Lasek faced criticism for what some observers called a conservative style that left him with just a bronze last year.
He was quick to dismiss the thought that he needed to take a more aggressive approach.
"My whole ride is aggressive, my whole line is aggressive," he said. "If I make my line I have no doubt. I have a good feeling."
Burnquist, coming off a Thursday night win in Big Air, hasn't won Vert gold since 2001, when he was 24. He said age can be an advantage.
"Over time, you know what works, you know what doesn't, you set up your lines right, you're a little bit more collected, you're not super-nervous, you don't have much to prove.
"I'm actually in better shape now than when I was 20."
The three thirtysomethings will still get a serious challenge from youth, though.
Twenty-year-old Shaun White has hoarded gold medals in the Winter X Games and Winter Olympics but has never won a gold in skateboarding.
A toddler next to the practice ramp drew big laughs Saturday when he pointed up and said "mama, it's Snow White."
But unlike last year, when the Olympics and the fanfare that followed took up most of White's time, the red-haired action sports celebrity spent the spring and early summer practicing on mentor Hawk's ramp, and won the first two Dew Tour events of the season.

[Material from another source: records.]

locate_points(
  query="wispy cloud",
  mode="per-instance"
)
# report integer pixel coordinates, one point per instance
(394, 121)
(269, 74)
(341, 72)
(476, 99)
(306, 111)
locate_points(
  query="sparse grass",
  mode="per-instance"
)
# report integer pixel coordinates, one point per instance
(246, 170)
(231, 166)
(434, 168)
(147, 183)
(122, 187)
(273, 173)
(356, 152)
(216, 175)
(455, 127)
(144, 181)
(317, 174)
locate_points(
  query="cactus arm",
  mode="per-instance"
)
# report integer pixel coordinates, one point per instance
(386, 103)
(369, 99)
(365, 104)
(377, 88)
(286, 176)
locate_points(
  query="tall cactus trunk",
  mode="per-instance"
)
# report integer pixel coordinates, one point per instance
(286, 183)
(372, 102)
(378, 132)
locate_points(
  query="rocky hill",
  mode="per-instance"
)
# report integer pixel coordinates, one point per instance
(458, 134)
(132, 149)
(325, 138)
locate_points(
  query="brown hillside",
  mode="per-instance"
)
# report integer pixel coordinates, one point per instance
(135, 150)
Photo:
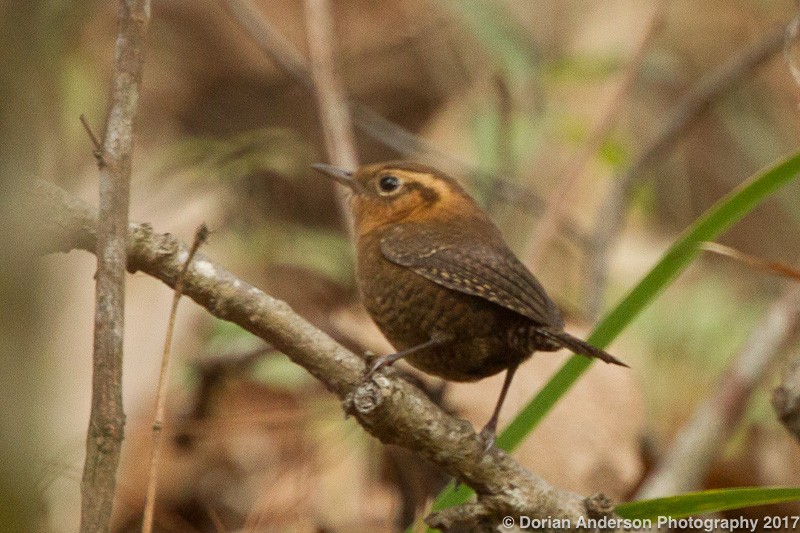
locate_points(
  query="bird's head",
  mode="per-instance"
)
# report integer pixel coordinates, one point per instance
(399, 191)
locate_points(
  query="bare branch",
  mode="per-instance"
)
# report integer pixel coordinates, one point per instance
(107, 419)
(388, 407)
(786, 400)
(331, 100)
(163, 378)
(611, 215)
(372, 124)
(702, 439)
(554, 212)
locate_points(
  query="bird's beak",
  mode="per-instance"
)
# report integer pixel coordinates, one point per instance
(342, 176)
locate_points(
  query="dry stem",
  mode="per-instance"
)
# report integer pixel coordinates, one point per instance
(388, 407)
(163, 378)
(107, 419)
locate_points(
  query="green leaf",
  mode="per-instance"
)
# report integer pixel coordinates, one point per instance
(719, 218)
(708, 501)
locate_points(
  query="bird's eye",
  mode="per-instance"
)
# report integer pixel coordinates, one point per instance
(389, 184)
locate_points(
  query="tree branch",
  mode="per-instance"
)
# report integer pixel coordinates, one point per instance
(611, 214)
(388, 407)
(107, 419)
(377, 127)
(334, 111)
(536, 249)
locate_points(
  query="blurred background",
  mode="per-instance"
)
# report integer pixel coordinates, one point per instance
(538, 107)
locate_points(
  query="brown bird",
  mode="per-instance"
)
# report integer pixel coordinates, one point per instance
(440, 282)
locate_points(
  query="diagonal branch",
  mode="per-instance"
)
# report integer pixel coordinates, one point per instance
(537, 247)
(611, 214)
(331, 100)
(107, 419)
(389, 408)
(375, 126)
(703, 437)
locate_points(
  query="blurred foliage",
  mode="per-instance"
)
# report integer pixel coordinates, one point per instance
(531, 81)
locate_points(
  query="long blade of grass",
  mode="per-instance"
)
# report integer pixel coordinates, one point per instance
(708, 501)
(721, 216)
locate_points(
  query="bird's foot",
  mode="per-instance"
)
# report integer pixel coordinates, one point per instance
(488, 435)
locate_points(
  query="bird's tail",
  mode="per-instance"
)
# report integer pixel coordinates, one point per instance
(564, 339)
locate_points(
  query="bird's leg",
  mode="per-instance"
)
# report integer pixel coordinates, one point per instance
(437, 339)
(489, 431)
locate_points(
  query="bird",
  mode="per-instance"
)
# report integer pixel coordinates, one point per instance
(440, 282)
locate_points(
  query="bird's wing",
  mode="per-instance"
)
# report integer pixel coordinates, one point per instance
(480, 265)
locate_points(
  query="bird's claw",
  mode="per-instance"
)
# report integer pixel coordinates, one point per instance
(488, 436)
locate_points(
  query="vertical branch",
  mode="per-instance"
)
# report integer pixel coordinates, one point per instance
(107, 420)
(163, 378)
(334, 109)
(554, 212)
(703, 437)
(611, 214)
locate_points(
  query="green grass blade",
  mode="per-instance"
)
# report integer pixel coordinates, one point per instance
(719, 218)
(708, 501)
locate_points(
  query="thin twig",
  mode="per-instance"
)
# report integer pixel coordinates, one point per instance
(786, 399)
(334, 110)
(98, 148)
(388, 407)
(107, 419)
(377, 127)
(611, 214)
(548, 225)
(200, 237)
(702, 439)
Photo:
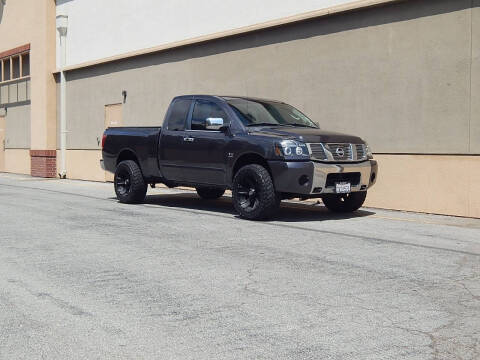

He's set on winning Vert, his only event at these X Games.
"I just want to focus on getting the Vert done," he said.
During last year's Best Trick competition, White had 18 near misses as he tried to pull skateboarding's next big thing, the 1080, three full mid-air turns, doubling the traditional "McTwist," a trick named for McGill around the time White was born.
Speculation is rampant that White will mix it into his regular Vert routine (there's no Best Trick this year), but he isn't saying whether he'll try it in competition.
"I figured I'd probably end up trying it afterward," he said.